Mr Oryem said: “Naturally the Tanzanians are wary that maybe these are spies or are trying to grab our land by settling here. And yet they know these are pastoralists. The other problem was the ignorant pastoralists who just wandered any how; in their heads the international boundary doesn’t exist. Where they find good pasture and water they call it home.”

Both Mr Karugaba and Oryem also indicated that corrupt immigration officials both in Tanzania and Uganda were part of the problem. The officials would allow Ugandan pastoralists to freely move into Tanzania and upon crossing back would ask for money or force pastoralists to surrender some of their cattle.
In March 2015, President Museveni wrote to then Tanzanian President Kikwete raising issue of the longstanding complaints by Ugandans whose land straddled both sides and whose property including cattle, livestock and houses were forcefully taken over by Tanzanians.
“I suggest that a proper inventory should be made of the claims with pertinent recommendations on the corrective measures taken,” Mr Museveni wrote. He further proposed the establishment of a joint-cross border cooperation commission to look into the matters and propose ways of dealing with them, including developing a plan of action of dealing with issues.

President Kikwete responded in July referring to an October 2007 correspondence to Kampala in which he raised the issue of the poorly-marked border beacons which used the colonial 1st degree parallel south, but got no response. He also agreed to the establishment of a joint-cross border cooperation commission comprising of ministers of Foreign Affairs, East African Cooperation, Internal Affairs, Local Government, among others.
“These colonial borders are irrational and fragmented our people and our resources. However, at Independence we accepted the borders the way they are so as to avoid to being diverted by arguments about them,” President Kikwete wrote.

During a state visit to Tanzania in March 2016, the then Tanzanian President John Magufuli and President Museveni directed officials to meet and find a plan of action in regard to concerns raised by border communities.
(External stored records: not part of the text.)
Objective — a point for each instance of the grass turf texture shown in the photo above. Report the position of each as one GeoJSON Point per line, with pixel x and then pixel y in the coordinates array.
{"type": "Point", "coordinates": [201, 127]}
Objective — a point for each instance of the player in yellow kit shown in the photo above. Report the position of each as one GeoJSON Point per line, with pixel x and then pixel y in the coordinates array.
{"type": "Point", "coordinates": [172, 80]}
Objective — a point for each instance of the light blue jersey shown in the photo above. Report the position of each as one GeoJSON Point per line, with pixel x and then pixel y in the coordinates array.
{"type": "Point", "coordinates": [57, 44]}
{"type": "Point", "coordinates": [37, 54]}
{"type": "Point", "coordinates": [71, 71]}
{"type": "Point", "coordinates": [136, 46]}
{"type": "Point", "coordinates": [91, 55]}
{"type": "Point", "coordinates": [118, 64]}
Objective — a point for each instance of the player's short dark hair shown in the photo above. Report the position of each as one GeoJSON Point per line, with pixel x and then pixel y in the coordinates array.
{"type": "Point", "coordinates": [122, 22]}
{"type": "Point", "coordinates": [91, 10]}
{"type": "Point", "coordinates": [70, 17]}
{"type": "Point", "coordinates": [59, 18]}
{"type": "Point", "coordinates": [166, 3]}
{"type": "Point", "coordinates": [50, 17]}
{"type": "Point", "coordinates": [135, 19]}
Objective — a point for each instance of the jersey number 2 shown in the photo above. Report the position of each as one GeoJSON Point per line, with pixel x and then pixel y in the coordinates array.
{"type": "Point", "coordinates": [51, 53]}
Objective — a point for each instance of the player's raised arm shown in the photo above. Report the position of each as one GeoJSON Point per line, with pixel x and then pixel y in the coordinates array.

The officials met in Bukoba, Tanzania later April and resolved among others, to determine and resolve uncertainties on the citizenship of communities affected, ascertain longstanding complaints of claimants from both sides and identify and address cross-border cooperation issues, and verify claims of loss of nationality and property by people on both sides.
The officials made a series of recommendations which remain on paper six years later while affected communities continue to live in anguish and despair.